Oh, okay. So I'm sorry, I should have specified but month is actually in YYMM7. format (so it displays as 2018M10, for instance). I did do a proc sort by ID and month. But I will give this notsorted option a try as well.

Super User

## Re: Retain statement with two by group variables?

So what was wrong with the results you got from running your code?

Fluorite | Level 6

## Re: Retain statement with two by group variables?

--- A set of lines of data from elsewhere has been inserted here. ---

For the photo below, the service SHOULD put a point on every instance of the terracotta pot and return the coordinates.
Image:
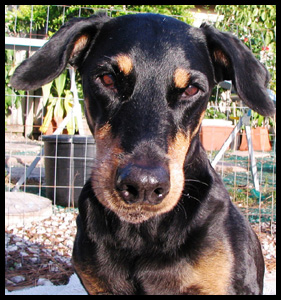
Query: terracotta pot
(214, 133)
(260, 140)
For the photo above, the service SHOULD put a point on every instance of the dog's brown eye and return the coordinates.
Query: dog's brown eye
(108, 81)
(191, 90)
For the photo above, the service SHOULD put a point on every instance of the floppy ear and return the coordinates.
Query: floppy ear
(69, 44)
(232, 60)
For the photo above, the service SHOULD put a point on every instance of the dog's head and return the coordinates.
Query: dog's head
(146, 82)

I just ran it again. I have another variable in my dataset for exact date and it looks like my code only counts observations occurring on the same date (as though the bygroup is date). Which doesn't make sense to me because I don't list the date variable anywhere in my code for proc sort or the data step. So in the end, I could have some observations occurring in the same month but the count gets reset whenever the actual date changes, not the month.

Super User

## Re: Retain statement with two by group variables?

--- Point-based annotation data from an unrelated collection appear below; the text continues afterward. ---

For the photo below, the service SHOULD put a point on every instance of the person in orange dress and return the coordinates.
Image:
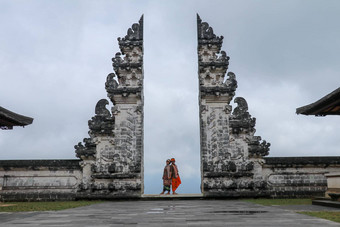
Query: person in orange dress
(176, 180)
(166, 178)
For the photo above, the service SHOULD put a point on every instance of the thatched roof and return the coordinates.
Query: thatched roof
(328, 105)
(8, 119)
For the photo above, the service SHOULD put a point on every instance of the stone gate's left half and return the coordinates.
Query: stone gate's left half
(112, 157)
(110, 164)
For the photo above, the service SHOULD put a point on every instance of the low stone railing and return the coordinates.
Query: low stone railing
(333, 186)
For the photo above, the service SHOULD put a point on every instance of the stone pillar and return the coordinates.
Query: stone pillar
(231, 156)
(112, 158)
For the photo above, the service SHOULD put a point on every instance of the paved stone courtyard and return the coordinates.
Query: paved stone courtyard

When you attach a format to a variable it changes how SAS displays the value, but it does not change the actual value.  So probably to get the behavior you are seeing the two variables have the same values, but one is displaying just the month and the other displays the day of the month also.

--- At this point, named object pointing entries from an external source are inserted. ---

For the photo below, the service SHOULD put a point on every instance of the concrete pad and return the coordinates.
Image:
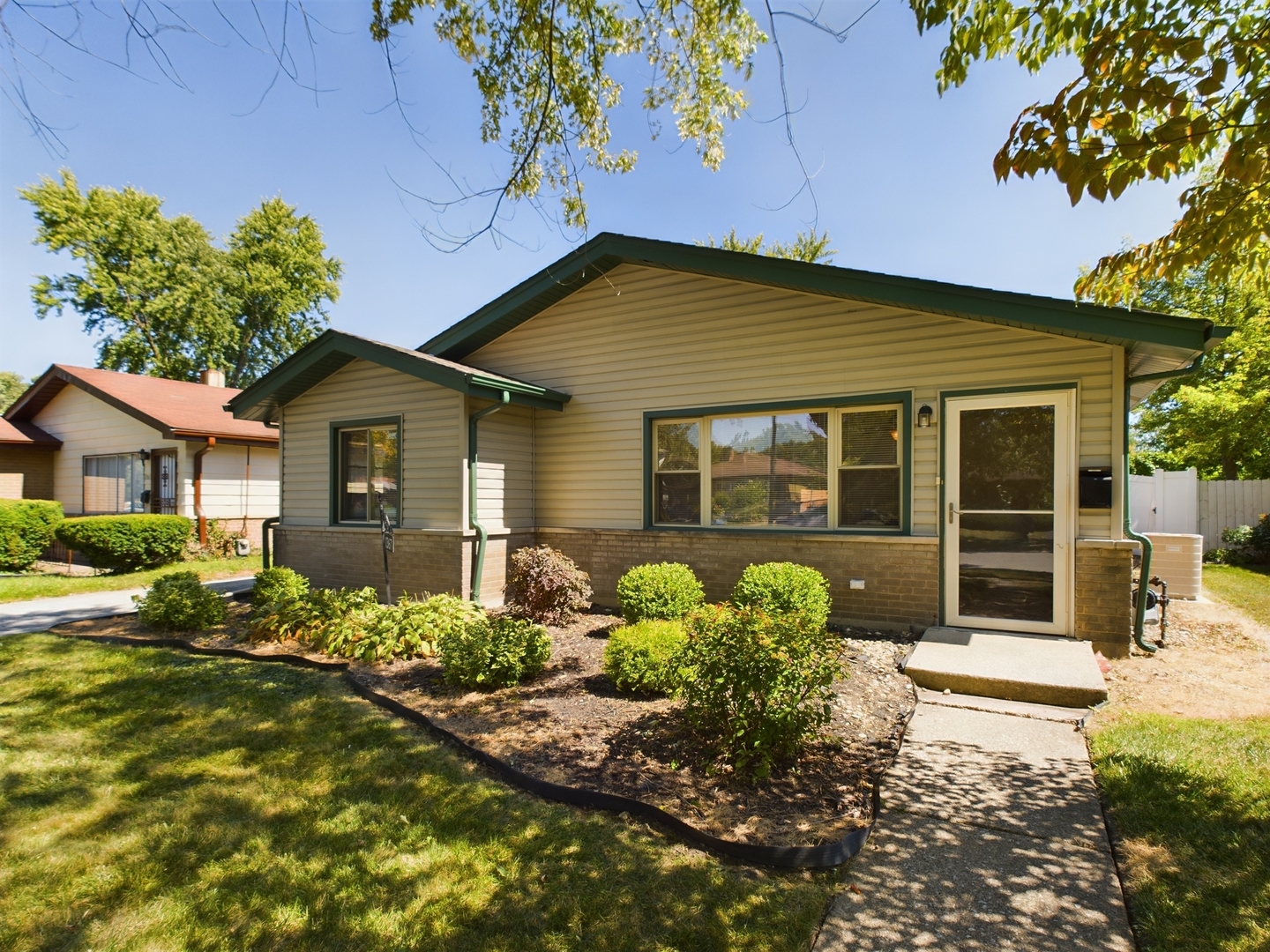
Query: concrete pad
(1024, 776)
(1039, 669)
(925, 883)
(995, 704)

Some procedures, like PROC FREQ and PROC MEANS, will use the formatted value when aggregating by a variable.  But the BY processing of the DATA step looks at the actual values to see when they change, not the formatted (display) values.

You could fix that by converting the variable that you are using to show the month to use the same day of the month every time.

So something like this will make a copy of a date variable named DATE into another date valued variable named MONTH, but force the values to the first day of the month.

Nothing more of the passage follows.